Now, this begs the question: is this an isolated incident? Is there something unique about the arrangements between STHoldings and Spotify that leads to the unsatisfactory revenue, but that doesn’t apply to most other distributors? The real danger lies in the fact that upon seeing this, many other distributors may see this and then review their own financials. If they find themselves in a similar situation, the dye would have been cast and Spotify, along with services like it, could find themselves at the event horizon.

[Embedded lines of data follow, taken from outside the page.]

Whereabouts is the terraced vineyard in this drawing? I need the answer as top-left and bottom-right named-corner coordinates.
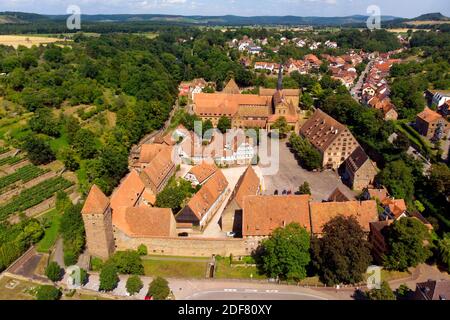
top-left (0, 177), bottom-right (73, 221)
top-left (0, 164), bottom-right (50, 194)
top-left (0, 157), bottom-right (22, 167)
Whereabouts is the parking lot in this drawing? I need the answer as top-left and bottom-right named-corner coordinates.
top-left (263, 141), bottom-right (356, 201)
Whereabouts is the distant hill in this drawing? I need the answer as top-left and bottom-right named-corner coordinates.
top-left (411, 12), bottom-right (450, 21)
top-left (0, 11), bottom-right (48, 24)
top-left (387, 12), bottom-right (450, 27)
top-left (0, 12), bottom-right (399, 26)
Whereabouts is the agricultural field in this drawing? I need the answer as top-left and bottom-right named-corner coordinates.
top-left (0, 177), bottom-right (73, 221)
top-left (0, 165), bottom-right (49, 193)
top-left (0, 35), bottom-right (61, 49)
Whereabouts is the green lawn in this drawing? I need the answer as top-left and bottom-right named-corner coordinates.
top-left (36, 209), bottom-right (61, 253)
top-left (142, 259), bottom-right (207, 278)
top-left (214, 257), bottom-right (267, 279)
top-left (0, 277), bottom-right (39, 300)
top-left (395, 121), bottom-right (432, 156)
top-left (50, 134), bottom-right (69, 153)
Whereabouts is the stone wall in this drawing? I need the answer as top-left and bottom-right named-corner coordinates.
top-left (114, 228), bottom-right (254, 257)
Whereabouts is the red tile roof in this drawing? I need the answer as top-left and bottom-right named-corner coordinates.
top-left (120, 207), bottom-right (176, 237)
top-left (242, 195), bottom-right (311, 237)
top-left (81, 184), bottom-right (109, 214)
top-left (187, 170), bottom-right (228, 220)
top-left (311, 200), bottom-right (378, 234)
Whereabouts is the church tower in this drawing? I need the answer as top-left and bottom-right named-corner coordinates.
top-left (81, 185), bottom-right (115, 259)
top-left (277, 63), bottom-right (283, 91)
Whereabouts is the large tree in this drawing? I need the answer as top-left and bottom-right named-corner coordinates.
top-left (384, 218), bottom-right (431, 271)
top-left (261, 223), bottom-right (310, 280)
top-left (311, 216), bottom-right (372, 285)
top-left (23, 136), bottom-right (56, 165)
top-left (45, 261), bottom-right (63, 282)
top-left (217, 116), bottom-right (231, 134)
top-left (379, 160), bottom-right (415, 201)
top-left (289, 133), bottom-right (322, 170)
top-left (126, 275), bottom-right (144, 295)
top-left (438, 233), bottom-right (450, 271)
top-left (271, 116), bottom-right (291, 138)
top-left (366, 281), bottom-right (396, 300)
top-left (99, 263), bottom-right (119, 291)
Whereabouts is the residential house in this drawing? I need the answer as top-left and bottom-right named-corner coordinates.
top-left (415, 107), bottom-right (449, 140)
top-left (242, 195), bottom-right (311, 248)
top-left (327, 187), bottom-right (350, 202)
top-left (221, 166), bottom-right (261, 236)
top-left (310, 200), bottom-right (378, 237)
top-left (430, 90), bottom-right (450, 107)
top-left (184, 162), bottom-right (218, 186)
top-left (133, 144), bottom-right (176, 195)
top-left (414, 280), bottom-right (450, 300)
top-left (194, 75), bottom-right (300, 129)
top-left (369, 220), bottom-right (394, 265)
top-left (242, 195), bottom-right (378, 242)
top-left (176, 170), bottom-right (229, 229)
top-left (255, 61), bottom-right (278, 73)
top-left (343, 146), bottom-right (378, 190)
top-left (300, 109), bottom-right (359, 170)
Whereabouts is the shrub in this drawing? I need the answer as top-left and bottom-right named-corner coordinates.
top-left (99, 263), bottom-right (119, 291)
top-left (137, 244), bottom-right (148, 256)
top-left (64, 251), bottom-right (78, 266)
top-left (126, 275), bottom-right (144, 295)
top-left (107, 250), bottom-right (144, 275)
top-left (36, 286), bottom-right (61, 300)
top-left (147, 277), bottom-right (170, 300)
top-left (45, 261), bottom-right (63, 282)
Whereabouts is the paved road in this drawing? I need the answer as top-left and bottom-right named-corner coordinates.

While personally I’m not a fan of music streaming services beyond the occasional interaction with Pandora, I would hate to see an entire medium killed off. If Spotify (and others like it) are indeed doomed, the failure would be so swift that I believe we would see the end of streaming services, because we wouldn’t have a chance to take a second look at the business model, and try to make it more feasible.

An interesting quote from the article reads:

"Add to that, the feeling that their music loses its specialness by its exploitation as a low value/free commodity. Quoting one of our labels “Let’s keep the music special, f*ck Spotify"

As a Capitalist, I can surely sympathize with the distributors financial predicament, but I draw the line at their claims that music streaming services devalue the product. You don’t have to be a financial guru or music industry insider to see this claim as the nonsense it is. The “specialness” of a song is gained from access to the product, not how the product is delivered. That would be like saying that I enjoyed the book I just read a lot more because I went to the store during business hours and waited in line to buy it rather than downloaded it 2:00 AM to my Kindle when I couldn’t sleep and had nothing to do. Regardless of how you listen to your music, whether it be individual songs or entire albums, what makes the music special is the connection you feel to it, and having it on demand. Not many can argue with the fact that Spotify, along with internet radio and other streaming services are a step forward for the music industry. Not only do Spotify and similar services unshackel revenue growth previously limited by distribution networks set by brick and mortar outlets, they provide the only digital competition to iTunes, as well as an easy alternative for those who would normally pirate their music. One thing that STHoldings doesn’t seem to realize, is that many of the people who use Spotify are actually converted pirates. Getting rid of Spotify will only cause the users to go back to their original pirating ways.

Let’s face it, today it’s all about catering to your clientele, and although I’m unlikely to lose any sleep over the fate of Spotify I would hate to see the this distribution cancellation become the beginning of some sort of trend.